Ik mocht papa’s oude camera hebben: een rechthoekig model met een bruinleren hoesje eromheen. De camera is best zwaar en bijna even oud als ik ben. Hij doet het perfect. Er zat zelfs een splinternieuw rolletje in.

Sindsdien ga ik na school naar buiten. Bijna elke dag maak ik foto’s van dingen die me opvallen, die ik mooi of interessant vind. De meeste foto’s hebben dieren als onderwerp.

Ik druk niet in het wilde weg af want foto’s zijn duur. Eerst betaal je voor het rolletje zelf. Je hebt rolletjes van 12, 24 of 36 opnames en daar zit prijsverschil in. Het ontwikkelen kost wel altijd evenveel, dus gebruik ik die van 36. Thuis houd ik de negatieven tegen het licht. Ik bestudeer ze grondig om er zeker van te zijn dat ik alleen de beste laat afdrukken. Het afdrukken kost zestig cent per foto.

‘Zonde van het geld,’ zegt oma steeds.

Papa laat me begaan, ik betaal het van mijn eigen zakgeld, maar hij vindt wel dat ik andere onderwerpen moet kiezen. ‘Dieren, wat moet je daar nou mee,’ zegt hij steeds. ‘Fotografeer liever mensen. Daar heb je later nog wat aan.’

Mijn vader houdt niet van dieren.

Ik wel. Ik zou willen dat ik een foto van Fabel had kunnen maken.

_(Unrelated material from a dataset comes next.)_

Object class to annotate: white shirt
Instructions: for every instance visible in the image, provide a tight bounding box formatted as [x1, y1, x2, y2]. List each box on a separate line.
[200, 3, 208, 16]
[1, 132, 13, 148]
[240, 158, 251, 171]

Nu heb ik alleen nog de herinnering aan haar zachte, dunne oren, en als ik me inspan voel ik weer de warme, brede rug waar ik tegenaan sliep, met mijn arm om haar nek.





27





De wekker was om halfzeven gegaan. Terwijl ik mijn tanden stond te poetsen en Lucien onder de douche stond, waren Hans en Robert naar een nabijgelegen Walmart gereden om inkopen te doen voor het ontbijt.

Samen hadden we de etenswaren ingeruimd. Het was waar wat ze zeiden over Amerika: alles was er groter. De melkpakken, de flessen cola; ze leken te zijn gemaakt voor reuzen. Het eerste ontbijt in onze villa in Kissimmee was gezamenlijk, met uitzicht op het zwembad en een luid schetterende tv op de achtergrond – een nogal opgefokt programma waarin oldtimers en bijzondere auto’s werden geveild.

Daarna waren we in onze eigen bijzondere huurauto gestapt en had Hans koers gezet naar Disney World.



Amerika zag er vanochtend niet veel anders uit dan gisteravond. Alleen scheen nu het zonlicht wat bleekjes door de dunne ochtendnevel heen. Langs de weg stond een woud aan reclameborden die hun boodschap in het gezicht van de passerende automobilisten slingerden: Medieval Dinner Show! Family Water Fun! Gator Experience! All You Can Eat Buffet Only $10! Centra voor plastische chirurgie deelden hun parkeerplaats met die van de toeristenwinkels en hamburgerrestaurants.



Ik betrapte mezelf erop dat ik niet meer onbevangen naar mijn schoonvader kon kijken. Ik observeerde hem, gespitst op minieme tekenen van vermoeidheid of pijn, en ik schaamde me ervoor dat ik dat deed. Ik had nog niets afwijkends aan Hans ontdekt. Er was geen enkel verschil met de flamboyante levensgenieter die hij was geweest voordat de diagnose was gesteld. Nog niet, zei een sombere stem in mijn binnenste.